On December 8, the Solicitor General filed a brief stating the views of the United States on the pending petition for certiorari in the case challenging the admissions program of Harvard University. The petition, filed by Students for Fair Admissions (SFFA), asks the Supreme Court not only to find Harvard’s admissions plan unlawful for its use of race but also asks the Court to overturn its precedent from Grutter v. Bollinger and Fisher v. Univ. of Texas, which holds that race is a compelling interest in higher education admissions. The United States urges the Court to deny certiorari on the basis that there is no dispute in the lower courts on the law applicable to race-conscious college admissions plans; there is no reason to overturn existing precedent in this area; and that even if the Court were inclined to overturn existing precedent, this case would be a poor vehicle for the Court’s review.

The Court will consider the case at its private conference on January 7, meaning that by that date, we may know whether the Court will agree to hear the case this term, opening the door to overturning current precedent and thereby prohibiting colleges from any use of race in their student admissions plans.

Background

In 2014, SFFA brought suit against Harvard, arguing that Harvard’s admissions plan violates Title VI of the Civil Rights Act by discriminating based on race. SFFA argued that Harvard intentionally discriminated against Asian-American students and that Harvard’s consideration of race in its admissions program did not meet the standards established by the Supreme Court in Grutter and Fisher.

SFFA lost its suit, first after a trial and again on appeal. See our previous examination of the case here in the content, Harvard’s Affirmative Action Plan Upheld by First Circuit: Victory Now But What Will Come Next?  On petitioning to the Supreme Court for review, SFFA argues primarily that the Court should overrule its precedent that allows colleges to consider race in their admissions programs. In June, the Court asked the Solicitor General for the views of the United States, a common step taken by the Court when a petition for certiorari raises questions of federal law and the United States is not a party to the case.

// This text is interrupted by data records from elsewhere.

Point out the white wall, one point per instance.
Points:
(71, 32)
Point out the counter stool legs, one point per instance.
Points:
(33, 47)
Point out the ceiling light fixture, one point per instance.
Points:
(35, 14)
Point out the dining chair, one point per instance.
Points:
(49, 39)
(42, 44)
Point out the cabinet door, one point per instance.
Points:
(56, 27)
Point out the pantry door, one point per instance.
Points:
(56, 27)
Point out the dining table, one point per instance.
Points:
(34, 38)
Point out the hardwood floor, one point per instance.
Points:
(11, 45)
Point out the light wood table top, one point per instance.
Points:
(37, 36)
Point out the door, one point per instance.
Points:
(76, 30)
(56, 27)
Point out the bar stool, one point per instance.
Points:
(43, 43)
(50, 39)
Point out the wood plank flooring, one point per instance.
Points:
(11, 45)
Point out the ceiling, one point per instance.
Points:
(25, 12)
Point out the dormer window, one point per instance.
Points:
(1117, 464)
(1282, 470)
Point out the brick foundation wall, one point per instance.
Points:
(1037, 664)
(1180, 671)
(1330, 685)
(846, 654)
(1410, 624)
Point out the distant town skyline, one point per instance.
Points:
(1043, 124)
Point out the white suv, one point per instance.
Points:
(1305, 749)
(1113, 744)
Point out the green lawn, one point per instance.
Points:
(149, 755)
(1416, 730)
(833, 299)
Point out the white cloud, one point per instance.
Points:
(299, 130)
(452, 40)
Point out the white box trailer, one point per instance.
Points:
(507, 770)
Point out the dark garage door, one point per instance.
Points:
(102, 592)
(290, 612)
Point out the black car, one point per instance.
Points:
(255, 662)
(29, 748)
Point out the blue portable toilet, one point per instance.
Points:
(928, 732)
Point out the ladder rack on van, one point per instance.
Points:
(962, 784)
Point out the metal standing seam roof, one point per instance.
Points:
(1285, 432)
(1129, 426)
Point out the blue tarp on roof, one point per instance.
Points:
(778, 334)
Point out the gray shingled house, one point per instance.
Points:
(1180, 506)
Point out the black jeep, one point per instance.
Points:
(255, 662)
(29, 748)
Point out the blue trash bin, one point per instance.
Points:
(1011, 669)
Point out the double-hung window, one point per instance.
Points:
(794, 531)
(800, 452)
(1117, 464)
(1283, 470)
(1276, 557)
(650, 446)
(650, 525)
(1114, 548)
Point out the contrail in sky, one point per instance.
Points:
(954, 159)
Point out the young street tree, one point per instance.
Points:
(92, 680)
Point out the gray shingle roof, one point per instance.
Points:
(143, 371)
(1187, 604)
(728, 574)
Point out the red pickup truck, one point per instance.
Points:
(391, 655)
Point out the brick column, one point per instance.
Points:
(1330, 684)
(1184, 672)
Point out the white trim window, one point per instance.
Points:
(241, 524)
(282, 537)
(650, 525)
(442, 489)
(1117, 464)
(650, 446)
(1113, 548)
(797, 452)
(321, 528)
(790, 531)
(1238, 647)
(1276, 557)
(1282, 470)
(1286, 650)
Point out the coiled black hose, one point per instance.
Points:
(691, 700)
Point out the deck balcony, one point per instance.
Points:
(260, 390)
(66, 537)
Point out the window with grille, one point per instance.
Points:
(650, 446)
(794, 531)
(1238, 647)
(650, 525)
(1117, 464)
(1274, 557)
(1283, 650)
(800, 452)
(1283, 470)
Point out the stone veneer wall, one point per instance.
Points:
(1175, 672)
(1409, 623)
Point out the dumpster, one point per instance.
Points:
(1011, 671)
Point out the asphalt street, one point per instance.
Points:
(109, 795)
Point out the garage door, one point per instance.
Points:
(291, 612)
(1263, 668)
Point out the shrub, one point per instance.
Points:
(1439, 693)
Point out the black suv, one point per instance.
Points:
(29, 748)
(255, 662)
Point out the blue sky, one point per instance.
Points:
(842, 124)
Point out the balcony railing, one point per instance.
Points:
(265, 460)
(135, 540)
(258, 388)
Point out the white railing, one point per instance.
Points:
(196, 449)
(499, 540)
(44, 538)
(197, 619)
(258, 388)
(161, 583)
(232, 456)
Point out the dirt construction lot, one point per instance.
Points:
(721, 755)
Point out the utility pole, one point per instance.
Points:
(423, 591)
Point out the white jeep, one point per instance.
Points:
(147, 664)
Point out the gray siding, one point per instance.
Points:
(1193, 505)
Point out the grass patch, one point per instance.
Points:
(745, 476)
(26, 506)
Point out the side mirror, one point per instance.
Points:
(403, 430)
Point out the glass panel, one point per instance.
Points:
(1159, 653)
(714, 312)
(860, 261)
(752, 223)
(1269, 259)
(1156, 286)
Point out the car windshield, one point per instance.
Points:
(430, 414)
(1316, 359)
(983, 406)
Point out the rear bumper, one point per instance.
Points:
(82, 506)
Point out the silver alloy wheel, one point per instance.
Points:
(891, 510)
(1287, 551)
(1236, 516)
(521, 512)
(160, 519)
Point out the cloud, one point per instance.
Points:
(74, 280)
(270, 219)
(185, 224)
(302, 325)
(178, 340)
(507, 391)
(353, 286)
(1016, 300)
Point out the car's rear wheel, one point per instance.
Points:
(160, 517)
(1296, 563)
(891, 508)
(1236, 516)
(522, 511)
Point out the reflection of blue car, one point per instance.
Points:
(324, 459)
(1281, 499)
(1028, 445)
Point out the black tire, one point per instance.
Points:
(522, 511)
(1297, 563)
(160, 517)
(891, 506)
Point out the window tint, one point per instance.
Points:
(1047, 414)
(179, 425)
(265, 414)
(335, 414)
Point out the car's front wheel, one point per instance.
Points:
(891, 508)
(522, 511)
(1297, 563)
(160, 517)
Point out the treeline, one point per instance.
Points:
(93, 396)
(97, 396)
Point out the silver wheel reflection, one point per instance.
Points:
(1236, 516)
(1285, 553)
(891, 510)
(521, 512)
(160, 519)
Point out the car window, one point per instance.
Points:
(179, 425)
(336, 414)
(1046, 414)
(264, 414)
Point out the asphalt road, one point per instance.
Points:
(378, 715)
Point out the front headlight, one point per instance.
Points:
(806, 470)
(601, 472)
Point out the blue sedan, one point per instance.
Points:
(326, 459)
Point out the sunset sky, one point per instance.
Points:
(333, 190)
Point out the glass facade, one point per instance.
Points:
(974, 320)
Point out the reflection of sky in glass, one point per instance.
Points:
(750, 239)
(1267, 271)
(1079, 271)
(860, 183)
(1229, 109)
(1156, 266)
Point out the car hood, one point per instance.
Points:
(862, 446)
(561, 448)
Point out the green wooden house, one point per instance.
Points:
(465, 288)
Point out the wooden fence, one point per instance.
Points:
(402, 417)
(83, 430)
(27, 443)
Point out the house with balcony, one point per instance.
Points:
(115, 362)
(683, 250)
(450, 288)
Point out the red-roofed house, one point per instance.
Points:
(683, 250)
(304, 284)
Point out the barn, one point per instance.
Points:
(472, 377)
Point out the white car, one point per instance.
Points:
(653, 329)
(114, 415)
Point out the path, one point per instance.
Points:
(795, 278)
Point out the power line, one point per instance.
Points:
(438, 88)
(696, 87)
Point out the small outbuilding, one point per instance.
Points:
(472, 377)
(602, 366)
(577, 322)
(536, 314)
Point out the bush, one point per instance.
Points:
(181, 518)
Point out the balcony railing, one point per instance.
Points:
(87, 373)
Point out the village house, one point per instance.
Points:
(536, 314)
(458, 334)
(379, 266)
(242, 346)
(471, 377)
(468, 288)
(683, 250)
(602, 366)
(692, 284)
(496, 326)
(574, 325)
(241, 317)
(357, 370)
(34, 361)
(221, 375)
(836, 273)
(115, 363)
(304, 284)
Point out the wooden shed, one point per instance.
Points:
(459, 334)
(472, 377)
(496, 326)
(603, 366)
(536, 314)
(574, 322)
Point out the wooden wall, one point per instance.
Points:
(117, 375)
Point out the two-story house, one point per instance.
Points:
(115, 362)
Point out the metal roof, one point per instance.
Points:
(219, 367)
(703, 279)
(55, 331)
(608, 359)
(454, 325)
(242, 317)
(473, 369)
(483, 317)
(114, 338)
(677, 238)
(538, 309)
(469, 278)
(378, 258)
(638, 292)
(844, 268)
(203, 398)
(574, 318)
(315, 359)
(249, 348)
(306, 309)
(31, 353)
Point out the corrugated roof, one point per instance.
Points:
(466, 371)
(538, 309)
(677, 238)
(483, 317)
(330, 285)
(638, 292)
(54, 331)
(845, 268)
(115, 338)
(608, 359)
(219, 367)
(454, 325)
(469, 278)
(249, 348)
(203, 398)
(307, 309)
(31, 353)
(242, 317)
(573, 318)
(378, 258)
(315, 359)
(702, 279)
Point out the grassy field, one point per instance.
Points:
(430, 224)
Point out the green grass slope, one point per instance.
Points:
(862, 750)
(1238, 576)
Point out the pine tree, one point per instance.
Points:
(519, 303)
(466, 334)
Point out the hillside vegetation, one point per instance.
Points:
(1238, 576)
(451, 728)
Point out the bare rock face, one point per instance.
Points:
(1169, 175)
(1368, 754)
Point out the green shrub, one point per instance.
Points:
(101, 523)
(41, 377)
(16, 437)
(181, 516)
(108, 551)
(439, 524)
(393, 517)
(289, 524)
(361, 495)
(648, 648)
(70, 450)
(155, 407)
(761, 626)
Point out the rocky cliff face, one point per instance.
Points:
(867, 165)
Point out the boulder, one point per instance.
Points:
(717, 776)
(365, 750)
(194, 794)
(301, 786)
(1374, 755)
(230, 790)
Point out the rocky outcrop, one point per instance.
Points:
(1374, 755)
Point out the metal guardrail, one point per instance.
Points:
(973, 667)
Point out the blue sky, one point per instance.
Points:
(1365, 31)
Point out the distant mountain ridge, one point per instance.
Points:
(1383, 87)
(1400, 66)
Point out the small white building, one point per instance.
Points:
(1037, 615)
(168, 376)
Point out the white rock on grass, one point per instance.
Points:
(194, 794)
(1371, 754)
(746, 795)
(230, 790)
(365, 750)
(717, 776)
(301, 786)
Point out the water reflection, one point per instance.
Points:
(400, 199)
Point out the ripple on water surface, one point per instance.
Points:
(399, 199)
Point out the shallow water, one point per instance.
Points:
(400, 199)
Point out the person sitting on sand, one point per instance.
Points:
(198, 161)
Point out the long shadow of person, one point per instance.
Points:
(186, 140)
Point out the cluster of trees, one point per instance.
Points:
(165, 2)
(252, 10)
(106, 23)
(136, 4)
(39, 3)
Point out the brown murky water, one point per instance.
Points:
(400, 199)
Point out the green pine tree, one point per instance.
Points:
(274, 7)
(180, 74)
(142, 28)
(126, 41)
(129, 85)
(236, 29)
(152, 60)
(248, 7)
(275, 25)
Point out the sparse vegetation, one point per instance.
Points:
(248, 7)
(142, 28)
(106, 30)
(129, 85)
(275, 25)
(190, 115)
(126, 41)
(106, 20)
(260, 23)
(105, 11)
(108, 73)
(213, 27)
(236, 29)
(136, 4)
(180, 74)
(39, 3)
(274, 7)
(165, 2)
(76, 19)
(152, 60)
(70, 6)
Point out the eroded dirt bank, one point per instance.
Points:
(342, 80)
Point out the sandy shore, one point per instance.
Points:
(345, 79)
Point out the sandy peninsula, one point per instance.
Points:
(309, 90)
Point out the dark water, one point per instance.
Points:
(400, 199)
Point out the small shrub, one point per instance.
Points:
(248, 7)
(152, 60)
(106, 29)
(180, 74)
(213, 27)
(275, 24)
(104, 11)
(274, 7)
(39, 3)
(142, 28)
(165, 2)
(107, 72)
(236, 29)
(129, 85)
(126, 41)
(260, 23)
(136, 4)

The Brief of the United States

The United States argues that the Court should not grant certiorari. First, the United States argues that the courts below properly applied existing Supreme Court precedent. The courts below found that Harvard had demonstrated it was using race to further its interest in the educational benefits of diversity. Harvard had also shown that its use of race was narrowly tailored to achieve that interest. The United States argues that SFFA does not deserve a third chance to reargue the facts of its case that it has already lost twice.

Second, the United States argues that the Court should not grant review of the case to overturn the Court’s precedent allowing colleges to consider race in admissions. The United States notes that applying the Court’s test for whether precedent should be overruled leads to a conclusion that this precedent should remain because:

  • It is not an outlier in its legal analysis. Grutter relied on the Court’s earlier opinion in Bakke, and no subsequent opinion of the Court has called Grutter into question.
  • It is not unworkable in practice. Lower courts have been able to apply strict scrutiny as Grutter requires without a problem.
  • Grutter has engendered great reliance interests by colleges and universities. The United States identifies this as perhaps the most important factor in a stare decisis.

Third, the United States argues that even if the Court is interested in reviewing Grutter, the Harvard case is not a good vehicle for such a review. The United States notes that SFFA relies on associational standing and it is unclear whether any of its members still has individual standing to bring a case against Harvard, meaning that standing could be an issue before the Supreme Court. The United States also notes that the Court may want to review its precedent in the context of a public institution to which the Equal Protection Clause applies, rather than in the context of a private institution which is bound to the same standards, but through the statutory tool of Title VI.

What Will Happen Next

The Supreme Court will likely consider SFFA’s petition at its conference on January 7. Under traditional principles of review, like those stated in Supreme Court Rule 10, certiorari should be denied because the decision below does not conflict with other federal court decisions and does not raise an important question of federal law that the Court has not already addressed. But those traditional principles will likely have little to do with whether the Court grants review of this case.

At least five members of the Court almost certainly believe that the current precedent in this area is incorrect. It only takes four votes to grant certiorari. Whether the Court grants review in this case may depend on whether the Court is interested in having a second case on its docket this year that potentially overrules a high-profile precedent (as it already is reviewing the high-profile case on the Mississippi abortion law). SFFA has several cases pending in other courts that will eventually make their way to the Supreme Court—most notably a case against the University of North Carolina that SFFA lost in the district court in October 2021, on which the Fourth Circuit will likely rule in late 2022 or early 2023.

At the January 7 conference, the Court may grant the petition, deny the petition or “relist” it, meaning that it will be considered again at the Court’s next conference, scheduled for January 14. We can expect to know no later than January 10 which of these three options the Court has decided. If the Court grants certiorari in January, the case will almost certainly be heard no later than April 2022, with a decision issued by July.